NGT orders closure of 69 industrial areas

Continued polluting activities are criminal offences under the law of the land, the tribunal said in its order

By Ishan Kukreti
Published: Wednesday 17 July 2019
An industrial unit near Pune. Photo: Getty Images

The National Green Tribunal’s principal bench in Delhi on July 10 ordered the Central Pollution Control Board (CPCB), along with the state pollution control boards (SPCBs) to close 69 Polluted Industrial Areas (PIAs).  

The tribunal has taken up suo moto cognisance of the issue of pollution by industrial clusters.

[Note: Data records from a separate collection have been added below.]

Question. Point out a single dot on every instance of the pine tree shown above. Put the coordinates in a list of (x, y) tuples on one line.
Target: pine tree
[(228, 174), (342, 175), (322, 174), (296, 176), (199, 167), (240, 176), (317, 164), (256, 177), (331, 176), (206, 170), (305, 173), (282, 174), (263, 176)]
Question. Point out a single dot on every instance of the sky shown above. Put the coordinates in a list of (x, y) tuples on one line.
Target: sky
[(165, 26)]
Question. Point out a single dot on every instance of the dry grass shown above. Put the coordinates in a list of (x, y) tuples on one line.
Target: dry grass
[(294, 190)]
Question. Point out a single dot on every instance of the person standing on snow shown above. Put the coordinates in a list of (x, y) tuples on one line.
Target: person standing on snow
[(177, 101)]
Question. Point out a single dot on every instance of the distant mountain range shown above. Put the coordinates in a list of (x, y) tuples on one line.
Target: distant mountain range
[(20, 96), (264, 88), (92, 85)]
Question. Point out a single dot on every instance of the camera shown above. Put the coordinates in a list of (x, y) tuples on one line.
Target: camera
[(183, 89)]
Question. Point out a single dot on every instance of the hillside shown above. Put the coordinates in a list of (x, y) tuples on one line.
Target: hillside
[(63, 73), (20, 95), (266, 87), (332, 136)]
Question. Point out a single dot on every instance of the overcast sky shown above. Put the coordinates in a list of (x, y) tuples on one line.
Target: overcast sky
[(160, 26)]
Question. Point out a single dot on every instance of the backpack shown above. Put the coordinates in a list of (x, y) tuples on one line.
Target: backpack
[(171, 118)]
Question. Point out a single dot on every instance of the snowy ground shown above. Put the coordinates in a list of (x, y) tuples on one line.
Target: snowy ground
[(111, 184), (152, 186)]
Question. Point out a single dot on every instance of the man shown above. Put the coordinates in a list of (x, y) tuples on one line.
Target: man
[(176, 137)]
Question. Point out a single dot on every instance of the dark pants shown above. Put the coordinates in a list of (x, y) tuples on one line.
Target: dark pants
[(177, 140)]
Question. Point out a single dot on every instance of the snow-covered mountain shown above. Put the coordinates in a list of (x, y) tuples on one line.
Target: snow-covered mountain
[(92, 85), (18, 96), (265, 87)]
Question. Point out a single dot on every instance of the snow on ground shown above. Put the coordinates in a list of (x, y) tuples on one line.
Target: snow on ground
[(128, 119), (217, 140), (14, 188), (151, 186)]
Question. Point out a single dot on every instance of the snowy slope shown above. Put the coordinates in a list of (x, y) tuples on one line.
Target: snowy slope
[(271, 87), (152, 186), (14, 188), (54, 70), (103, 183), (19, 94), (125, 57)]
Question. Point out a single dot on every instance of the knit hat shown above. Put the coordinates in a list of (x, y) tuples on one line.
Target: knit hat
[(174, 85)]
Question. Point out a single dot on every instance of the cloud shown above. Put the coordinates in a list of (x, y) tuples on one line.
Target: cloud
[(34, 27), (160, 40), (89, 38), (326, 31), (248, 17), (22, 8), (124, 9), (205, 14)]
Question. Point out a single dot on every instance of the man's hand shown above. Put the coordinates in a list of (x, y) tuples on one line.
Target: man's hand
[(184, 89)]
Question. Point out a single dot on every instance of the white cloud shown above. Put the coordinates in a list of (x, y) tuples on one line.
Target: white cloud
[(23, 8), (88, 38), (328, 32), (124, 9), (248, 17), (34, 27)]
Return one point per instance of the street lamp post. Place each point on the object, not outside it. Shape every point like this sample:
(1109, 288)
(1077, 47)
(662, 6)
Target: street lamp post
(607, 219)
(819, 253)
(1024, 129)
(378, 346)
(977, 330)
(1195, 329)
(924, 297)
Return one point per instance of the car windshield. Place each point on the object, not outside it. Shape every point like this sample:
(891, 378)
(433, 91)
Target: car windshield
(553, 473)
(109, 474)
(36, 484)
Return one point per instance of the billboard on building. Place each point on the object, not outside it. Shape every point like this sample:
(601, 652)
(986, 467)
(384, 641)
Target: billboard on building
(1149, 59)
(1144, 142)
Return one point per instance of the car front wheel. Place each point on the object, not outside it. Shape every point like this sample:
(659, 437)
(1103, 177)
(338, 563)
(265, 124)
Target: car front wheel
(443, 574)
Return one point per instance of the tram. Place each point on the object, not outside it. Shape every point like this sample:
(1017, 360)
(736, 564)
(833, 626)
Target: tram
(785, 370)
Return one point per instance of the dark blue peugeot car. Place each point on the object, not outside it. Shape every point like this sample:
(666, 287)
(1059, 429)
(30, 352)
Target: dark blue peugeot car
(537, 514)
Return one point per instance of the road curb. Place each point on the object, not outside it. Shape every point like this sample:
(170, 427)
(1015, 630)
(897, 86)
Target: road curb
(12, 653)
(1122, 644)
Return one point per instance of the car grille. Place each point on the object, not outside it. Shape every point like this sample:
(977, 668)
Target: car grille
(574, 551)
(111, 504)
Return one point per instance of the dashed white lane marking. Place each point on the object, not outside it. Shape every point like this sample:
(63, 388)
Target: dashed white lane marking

In the 21-page order, the tribunal noted that the CPCB along with SPCBs in 2009-10 had identified 88 industrial clusters as PIAs. These were further classified as Critically Polluted Areas (CPAs), Severely Polluted Areas (SPAs) and Other Polluted Areas (OPAs).

This categorisation was done on the basis of the Comprehensive Environmental Pollution Index (CEPI) which gives scores to industrial clusters based on the nature of pollutants, ambient pollutant concentrations, receptors (number of people affected) and additional high-risk elements.  

The industrial clusters whose CEPI score was more than 70 have been categorised as CPAs, those whose index is between 60-70 as SPAs and those below 60 as OPAs.  

The CEPI was amended by CPCB in 2016 to include variables like scale of industrial activity, scale of exceedance of environmental quality (level of exposure), health-related statistics and compliance status of industries.

It also asked states to undertake continuous environmental quality monitoring in all CPAs and SPAs and put the data in the public domain.

The tribunal observed that while in 2009, there were 88 PIAs, this figure increased to 100 in 2016.

The tribunal also observed that it had passed several orders earlier in 2018 and 2019, but the “question for consideration is whether mere making of action plans obviates the requirement of enforcing the law.

“Continued polluting activities are criminal offences under the law of the land. The rule of law requires prohibiting such activities to safeguard the environment and the innocent victims.”  

“The statutory regulatory bodies can be required to straightaway identify the particular industrial units in the said PIAs that are causing pollution, particularly those units which fall under the red and orange category and take action against them by way of closing the polluting activity, initiating prosecution and assessing and recovering compensation,” the tribunal ordered.        

It has asked the CPCB, in coordination with the SPCBs, to carry out the order and submit a report within three months. The polluting units will also have to pay compensation for the period of last five years under the polluter pays principle.

Additionally, the tribunal said no activity or expansion will be allowed in these industrial clusters until these areas are brought within the prescribed parameters of environmental norms.

“The tribunal has given its order. Now, it is up to the industries. They could appeal against it,” Pradeep Mishra, advocate for Delhi Pollution Control Board said.